Art Forms of Dimensions Tomorrow is an album by the American jazz musician Sun Ra and his Solar Arkestra. Often considered the first of Ra's 'outside' recordings, the album was the first to make extensive use of a discovery by the Arkestra's drummer and engineer Tommy Hunter:
'Art Forms of Dimensions Tomorrow.... contained "Cluster of Galaxies" and "Solar Drums", two rhythm section exercises with the sound treated with such strange reverberations that they threatened to obliterate the instruments' identity and turn the music into low-budget musique concrète. While testing the tape recorder when the musicians were tuning up one day, Hunter had discovered that if he recorded with the earphones on, he could run a cable from the output jack back into the input on the recorder and produce massive reverberation:
"I wasn't sure what Sun Ra would think of it... I thought he might be mad - but he loved it. It blew his mind! By working the volume of the output on the playback I could control the effect, make it fast or slow, drop it out, or whatever." [Tommy Hunter]
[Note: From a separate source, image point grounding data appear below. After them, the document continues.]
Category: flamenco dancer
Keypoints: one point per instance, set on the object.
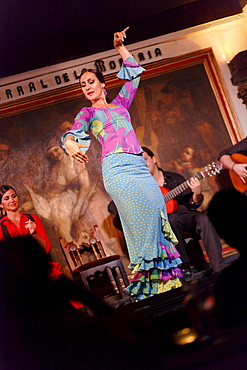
(150, 241)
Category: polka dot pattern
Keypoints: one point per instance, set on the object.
(143, 216)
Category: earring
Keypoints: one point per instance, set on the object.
(4, 213)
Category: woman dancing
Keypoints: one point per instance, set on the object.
(149, 238)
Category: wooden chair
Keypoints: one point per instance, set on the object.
(103, 275)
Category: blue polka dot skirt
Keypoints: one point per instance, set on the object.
(150, 241)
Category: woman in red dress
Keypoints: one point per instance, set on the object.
(15, 223)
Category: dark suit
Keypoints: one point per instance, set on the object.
(187, 218)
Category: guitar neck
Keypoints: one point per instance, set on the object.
(180, 188)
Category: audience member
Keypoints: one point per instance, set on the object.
(228, 213)
(39, 329)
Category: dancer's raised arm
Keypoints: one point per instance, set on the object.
(118, 41)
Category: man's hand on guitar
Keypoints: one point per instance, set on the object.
(241, 171)
(195, 185)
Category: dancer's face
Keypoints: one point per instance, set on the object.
(10, 201)
(91, 87)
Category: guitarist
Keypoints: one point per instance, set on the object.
(238, 167)
(186, 217)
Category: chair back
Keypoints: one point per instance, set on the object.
(79, 255)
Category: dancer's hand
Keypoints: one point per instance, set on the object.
(119, 38)
(73, 149)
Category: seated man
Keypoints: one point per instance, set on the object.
(186, 217)
(239, 168)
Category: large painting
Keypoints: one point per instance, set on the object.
(182, 112)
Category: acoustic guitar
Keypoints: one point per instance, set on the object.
(171, 204)
(236, 181)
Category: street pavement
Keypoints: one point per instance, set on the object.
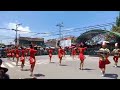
(68, 70)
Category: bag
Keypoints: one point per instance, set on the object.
(22, 58)
(32, 60)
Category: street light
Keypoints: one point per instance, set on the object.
(16, 33)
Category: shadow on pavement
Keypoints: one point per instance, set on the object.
(88, 69)
(63, 65)
(30, 78)
(26, 70)
(118, 66)
(52, 62)
(111, 76)
(39, 75)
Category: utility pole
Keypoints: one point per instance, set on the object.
(16, 30)
(60, 25)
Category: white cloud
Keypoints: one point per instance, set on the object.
(23, 30)
(8, 36)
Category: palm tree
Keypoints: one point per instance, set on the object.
(116, 27)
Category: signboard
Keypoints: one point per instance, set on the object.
(65, 43)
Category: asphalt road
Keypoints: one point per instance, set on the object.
(68, 70)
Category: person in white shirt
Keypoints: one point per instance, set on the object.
(103, 60)
(116, 53)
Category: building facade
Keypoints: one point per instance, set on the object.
(26, 41)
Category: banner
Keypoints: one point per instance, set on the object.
(65, 43)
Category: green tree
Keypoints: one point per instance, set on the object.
(116, 27)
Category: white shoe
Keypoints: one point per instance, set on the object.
(103, 75)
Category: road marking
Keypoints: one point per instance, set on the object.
(42, 62)
(2, 65)
(13, 63)
(9, 65)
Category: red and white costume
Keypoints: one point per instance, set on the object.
(81, 55)
(60, 52)
(73, 52)
(32, 56)
(8, 52)
(22, 58)
(104, 60)
(116, 53)
(13, 53)
(50, 51)
(17, 52)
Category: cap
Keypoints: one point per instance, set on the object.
(116, 44)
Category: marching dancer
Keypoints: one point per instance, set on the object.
(50, 51)
(32, 59)
(116, 53)
(22, 58)
(73, 53)
(104, 54)
(8, 53)
(17, 53)
(60, 54)
(81, 55)
(13, 53)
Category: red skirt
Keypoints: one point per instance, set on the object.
(13, 54)
(60, 55)
(22, 59)
(82, 57)
(32, 60)
(17, 56)
(107, 61)
(9, 54)
(115, 58)
(50, 55)
(73, 53)
(102, 64)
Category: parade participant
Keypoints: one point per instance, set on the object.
(81, 50)
(22, 58)
(8, 53)
(104, 54)
(26, 52)
(50, 51)
(13, 53)
(60, 54)
(17, 53)
(73, 52)
(64, 52)
(32, 59)
(3, 71)
(116, 53)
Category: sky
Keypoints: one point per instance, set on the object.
(46, 21)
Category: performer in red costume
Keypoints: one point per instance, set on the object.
(81, 55)
(13, 53)
(26, 52)
(116, 53)
(8, 53)
(17, 53)
(73, 53)
(22, 58)
(32, 59)
(60, 54)
(50, 51)
(104, 54)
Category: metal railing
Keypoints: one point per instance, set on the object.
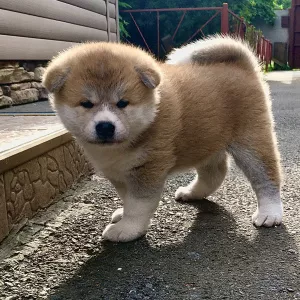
(231, 24)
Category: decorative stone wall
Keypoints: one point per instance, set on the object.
(35, 184)
(20, 82)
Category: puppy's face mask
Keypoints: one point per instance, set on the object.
(102, 96)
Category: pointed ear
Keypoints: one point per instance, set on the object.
(149, 76)
(55, 77)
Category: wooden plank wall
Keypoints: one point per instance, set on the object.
(39, 29)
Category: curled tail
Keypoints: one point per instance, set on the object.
(214, 50)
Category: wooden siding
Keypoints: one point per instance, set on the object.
(37, 30)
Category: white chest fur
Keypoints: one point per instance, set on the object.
(114, 162)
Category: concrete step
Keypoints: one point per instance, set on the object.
(39, 160)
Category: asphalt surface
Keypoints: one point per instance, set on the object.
(205, 250)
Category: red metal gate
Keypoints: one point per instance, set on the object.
(230, 24)
(294, 35)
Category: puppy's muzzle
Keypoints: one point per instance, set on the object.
(105, 131)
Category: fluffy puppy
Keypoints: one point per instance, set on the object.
(140, 120)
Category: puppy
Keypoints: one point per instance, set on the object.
(140, 120)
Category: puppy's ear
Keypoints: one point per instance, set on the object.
(149, 76)
(55, 77)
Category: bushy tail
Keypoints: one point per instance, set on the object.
(214, 50)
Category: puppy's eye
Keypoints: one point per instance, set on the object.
(87, 104)
(122, 103)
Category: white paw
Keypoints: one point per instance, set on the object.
(124, 231)
(268, 216)
(184, 193)
(117, 215)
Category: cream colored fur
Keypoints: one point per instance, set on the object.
(208, 101)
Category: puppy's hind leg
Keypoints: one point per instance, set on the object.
(259, 160)
(209, 178)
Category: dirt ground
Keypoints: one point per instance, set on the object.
(204, 250)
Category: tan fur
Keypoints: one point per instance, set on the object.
(203, 107)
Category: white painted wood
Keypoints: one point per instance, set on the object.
(16, 24)
(56, 10)
(98, 6)
(22, 48)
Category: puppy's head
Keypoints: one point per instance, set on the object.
(104, 93)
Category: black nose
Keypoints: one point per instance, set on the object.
(105, 130)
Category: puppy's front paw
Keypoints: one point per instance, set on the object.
(117, 215)
(268, 216)
(184, 193)
(124, 231)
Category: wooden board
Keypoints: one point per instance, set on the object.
(17, 24)
(52, 9)
(98, 6)
(22, 48)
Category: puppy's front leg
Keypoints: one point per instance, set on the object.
(140, 203)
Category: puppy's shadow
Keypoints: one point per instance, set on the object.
(212, 258)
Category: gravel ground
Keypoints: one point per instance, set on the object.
(204, 250)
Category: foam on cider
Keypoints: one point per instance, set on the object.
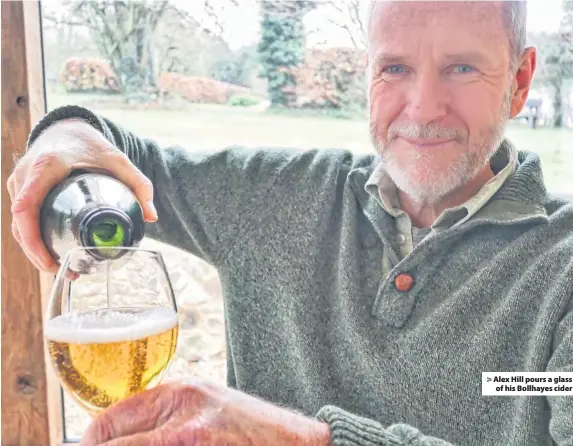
(110, 325)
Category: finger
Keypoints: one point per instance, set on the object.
(31, 257)
(139, 413)
(25, 208)
(11, 188)
(31, 240)
(126, 172)
(156, 437)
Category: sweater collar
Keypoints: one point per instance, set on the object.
(523, 194)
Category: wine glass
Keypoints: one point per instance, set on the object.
(111, 324)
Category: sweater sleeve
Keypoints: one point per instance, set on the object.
(561, 424)
(204, 201)
(348, 429)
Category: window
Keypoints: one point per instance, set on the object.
(189, 73)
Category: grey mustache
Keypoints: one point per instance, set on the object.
(430, 131)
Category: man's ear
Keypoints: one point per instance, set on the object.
(522, 80)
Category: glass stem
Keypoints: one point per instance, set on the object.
(108, 281)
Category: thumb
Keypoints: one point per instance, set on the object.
(139, 413)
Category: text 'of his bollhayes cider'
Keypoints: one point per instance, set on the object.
(93, 210)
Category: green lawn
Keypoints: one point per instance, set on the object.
(214, 127)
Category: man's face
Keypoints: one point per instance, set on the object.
(440, 92)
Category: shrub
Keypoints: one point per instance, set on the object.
(199, 89)
(88, 75)
(244, 101)
(332, 79)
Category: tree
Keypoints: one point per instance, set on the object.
(282, 46)
(348, 16)
(556, 60)
(139, 39)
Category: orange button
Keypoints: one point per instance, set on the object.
(404, 282)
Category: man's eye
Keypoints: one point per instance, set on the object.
(394, 69)
(463, 69)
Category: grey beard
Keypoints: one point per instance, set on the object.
(465, 168)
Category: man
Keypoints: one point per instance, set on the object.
(364, 295)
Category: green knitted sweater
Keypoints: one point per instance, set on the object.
(313, 325)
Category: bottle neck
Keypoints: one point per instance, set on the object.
(106, 227)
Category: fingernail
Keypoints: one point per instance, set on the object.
(152, 209)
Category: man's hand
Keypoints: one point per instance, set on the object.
(64, 146)
(202, 414)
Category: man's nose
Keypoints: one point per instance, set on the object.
(427, 100)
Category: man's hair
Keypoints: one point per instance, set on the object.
(515, 21)
(514, 17)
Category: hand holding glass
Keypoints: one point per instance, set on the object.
(111, 331)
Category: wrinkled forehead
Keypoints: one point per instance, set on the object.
(393, 20)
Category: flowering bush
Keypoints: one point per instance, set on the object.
(199, 89)
(88, 75)
(333, 78)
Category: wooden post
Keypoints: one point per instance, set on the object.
(31, 404)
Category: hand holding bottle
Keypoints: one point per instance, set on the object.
(66, 145)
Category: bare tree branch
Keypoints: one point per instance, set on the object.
(349, 12)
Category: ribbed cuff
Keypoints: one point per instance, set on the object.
(66, 112)
(348, 429)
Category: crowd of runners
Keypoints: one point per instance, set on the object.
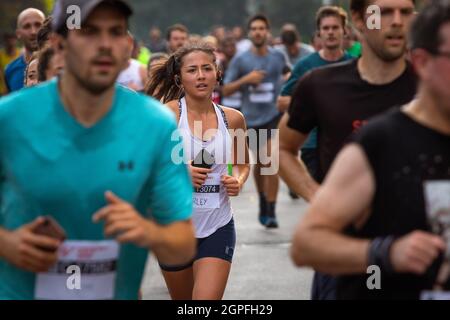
(110, 148)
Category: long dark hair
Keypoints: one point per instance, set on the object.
(162, 84)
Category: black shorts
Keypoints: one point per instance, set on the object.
(218, 245)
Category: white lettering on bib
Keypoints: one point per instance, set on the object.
(207, 196)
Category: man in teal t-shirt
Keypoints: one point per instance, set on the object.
(97, 158)
(331, 22)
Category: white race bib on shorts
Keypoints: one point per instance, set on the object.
(97, 261)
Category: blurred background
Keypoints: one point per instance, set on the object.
(200, 16)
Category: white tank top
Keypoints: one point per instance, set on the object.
(212, 207)
(132, 75)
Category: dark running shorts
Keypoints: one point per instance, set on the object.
(218, 245)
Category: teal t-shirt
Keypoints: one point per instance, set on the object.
(52, 165)
(305, 65)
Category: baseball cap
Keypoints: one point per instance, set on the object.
(60, 14)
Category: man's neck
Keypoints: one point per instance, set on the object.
(85, 107)
(260, 51)
(377, 71)
(331, 54)
(426, 110)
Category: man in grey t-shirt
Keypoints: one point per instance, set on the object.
(257, 74)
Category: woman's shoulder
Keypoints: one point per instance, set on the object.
(234, 117)
(174, 106)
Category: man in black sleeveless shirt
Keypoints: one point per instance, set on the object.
(340, 99)
(381, 219)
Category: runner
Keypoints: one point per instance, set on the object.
(9, 53)
(330, 23)
(177, 36)
(257, 74)
(96, 157)
(292, 48)
(31, 71)
(340, 99)
(50, 64)
(44, 33)
(186, 82)
(28, 23)
(388, 186)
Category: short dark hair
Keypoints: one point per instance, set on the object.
(176, 27)
(331, 11)
(360, 6)
(289, 37)
(261, 17)
(425, 30)
(44, 32)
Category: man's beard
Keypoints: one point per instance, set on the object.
(94, 88)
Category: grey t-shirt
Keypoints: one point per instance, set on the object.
(258, 102)
(305, 50)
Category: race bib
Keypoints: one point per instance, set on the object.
(207, 196)
(86, 270)
(263, 93)
(435, 295)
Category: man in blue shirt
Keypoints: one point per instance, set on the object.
(29, 22)
(97, 158)
(331, 23)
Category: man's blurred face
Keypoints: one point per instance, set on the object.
(331, 32)
(435, 72)
(177, 39)
(96, 54)
(258, 33)
(11, 42)
(389, 43)
(27, 29)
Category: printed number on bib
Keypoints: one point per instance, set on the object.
(207, 196)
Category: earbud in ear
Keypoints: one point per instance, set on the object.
(177, 81)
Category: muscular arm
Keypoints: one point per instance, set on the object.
(283, 103)
(292, 169)
(343, 200)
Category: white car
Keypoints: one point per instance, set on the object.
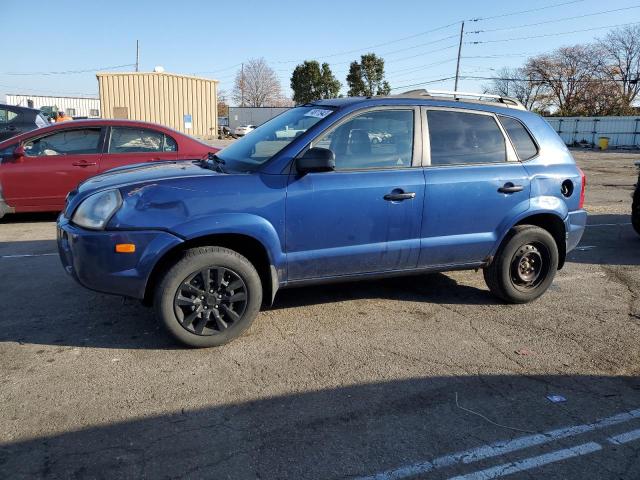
(242, 130)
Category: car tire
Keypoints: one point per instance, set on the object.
(524, 266)
(635, 209)
(211, 317)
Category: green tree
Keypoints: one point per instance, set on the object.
(310, 82)
(367, 77)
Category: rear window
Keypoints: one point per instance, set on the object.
(522, 141)
(459, 138)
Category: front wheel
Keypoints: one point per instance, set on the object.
(524, 266)
(209, 297)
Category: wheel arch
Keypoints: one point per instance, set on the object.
(550, 222)
(250, 247)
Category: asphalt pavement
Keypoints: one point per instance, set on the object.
(418, 377)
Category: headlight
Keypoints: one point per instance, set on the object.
(95, 211)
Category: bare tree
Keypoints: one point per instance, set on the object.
(256, 85)
(514, 82)
(620, 63)
(567, 73)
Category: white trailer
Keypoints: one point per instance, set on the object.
(73, 106)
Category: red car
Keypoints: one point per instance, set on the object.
(39, 168)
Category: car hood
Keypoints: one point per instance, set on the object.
(142, 173)
(137, 174)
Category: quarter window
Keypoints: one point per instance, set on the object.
(464, 138)
(68, 142)
(135, 140)
(522, 141)
(376, 139)
(7, 115)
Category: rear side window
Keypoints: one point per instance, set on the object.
(170, 144)
(7, 115)
(522, 141)
(464, 138)
(135, 140)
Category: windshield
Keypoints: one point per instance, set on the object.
(258, 146)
'By the 1950s commercial recording companies had developed a classical style of recording which assured that the recording process itself would be invisible... but Sun Ra began to regularly violate this convention on the Saturn releases by recording live at strange sites, by using feedback, distortion, high delay or reverb, unusual microphone placement, abrupt fades or edits, and any number of other effects or noises which called attention to the recording process. On some recordings you could hear a phone ringing, or someone walking near the microphone. It was a rough style of production, an antistyle, a self-reflexive approach which anticipates both free jazz recording conventions and punk production to come.' John F Szwed 
The sleeve was designed by Sun Ra. When re-issued on compact disc by Evidence in 1992, the album was joined with the contemporaneous Cosmic Tones for Mental Therapy.